Cache memory is a type of computer memory designed to take advantage of the principles of locality. This principle states that once the data at a memory location is accessed, that data tends to be accessed again and that data near that memory address tends to be accessed in the near future.
Cache memory takes advantage of these principles to provide the CPU access to data stored in memory as efficiently as possible. There are several ways of designing caches to help facilitate this goal in a range of different scenarios. As with most software architecture—each comes with tradeoffs.
A single block of memory is mapped to a single block of the cache. The corresponding cache block can be calculated by
mem_addr % # cache_block_count. This means the 5th block of memory would map to the 1st block of a 4 block cache because
5 % 4 = 1.
Set associative mapping divides the cache blocks into sets, such that a block of data from main memory could map to multiple positions in a single set. For example, if an 8-block cache were 2-way set associative, it would be divided into 4 sets of 2 blocks. Each of these sets could contain 2 blocks of data from main memory, differentiated by their tag numbers. Set associative indexing is calculated using
mem_addr % cache_set_count.
Fully associative mapping is similar to N-Set Associative mapping, just that the number of sets in cache memory is equal to the number of blocks.

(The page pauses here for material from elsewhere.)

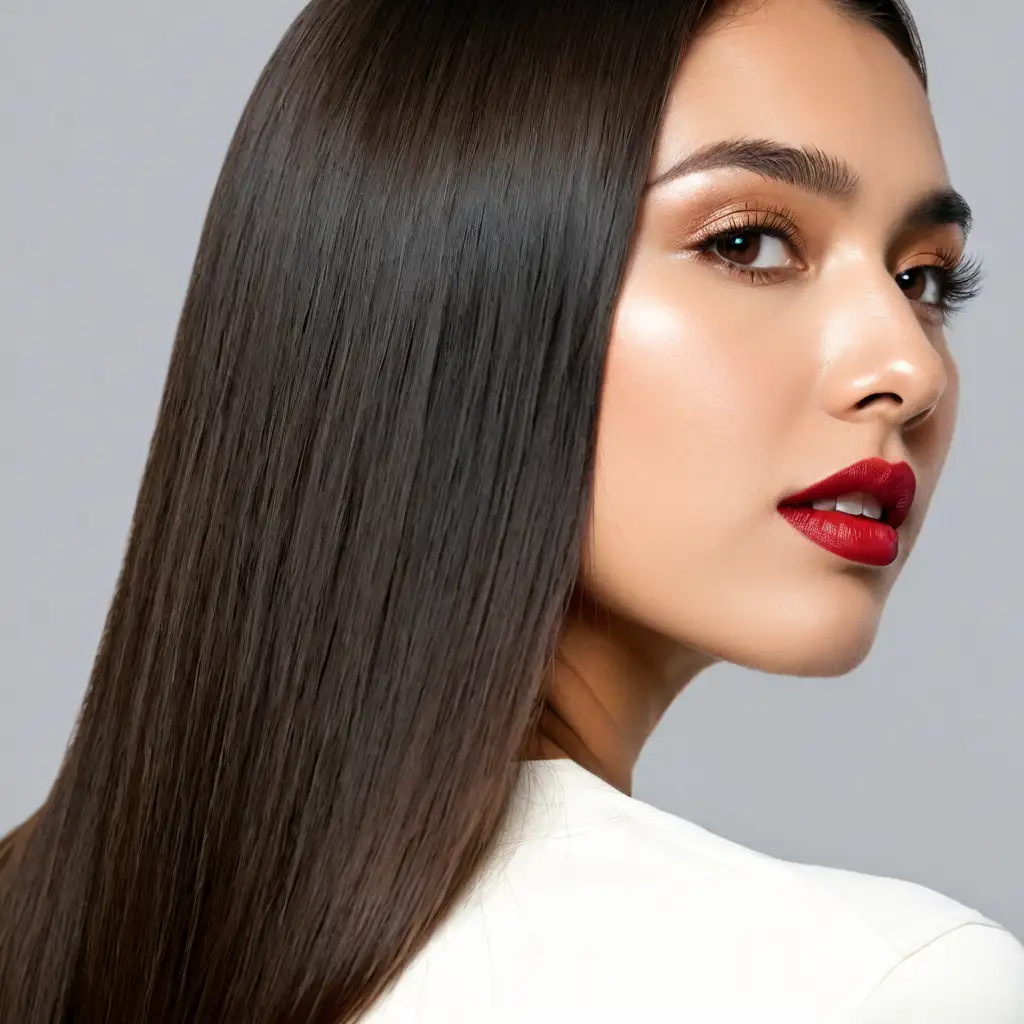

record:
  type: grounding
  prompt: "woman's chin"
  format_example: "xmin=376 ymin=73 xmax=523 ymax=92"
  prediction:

Where two-way associative mapping dictates 8 blocks of cache memory be subdivided into 4 blocks of two sets; fully associative mapping would dictate those 8 blocks of cache memory be subdivided into 8 sets of memory.
Effectively, this means that a block of memory from main memory could be written to any block in cache memory. This means lookups can be hardware-intensive and often inefficient.
Cache-memory design involves a balance of size vs. performance. The types of cache memory discussed here represent two major approaches of cache memory design: n-way set associative and direct-mapped. Direct-mapped caches are much simpler to implement but result in lower performance.
N-way set-associative cache design allows flexibility and faster performance under common cases in modern computing. The extra resources required to implement this cache type are often more than justified by performance gains (R).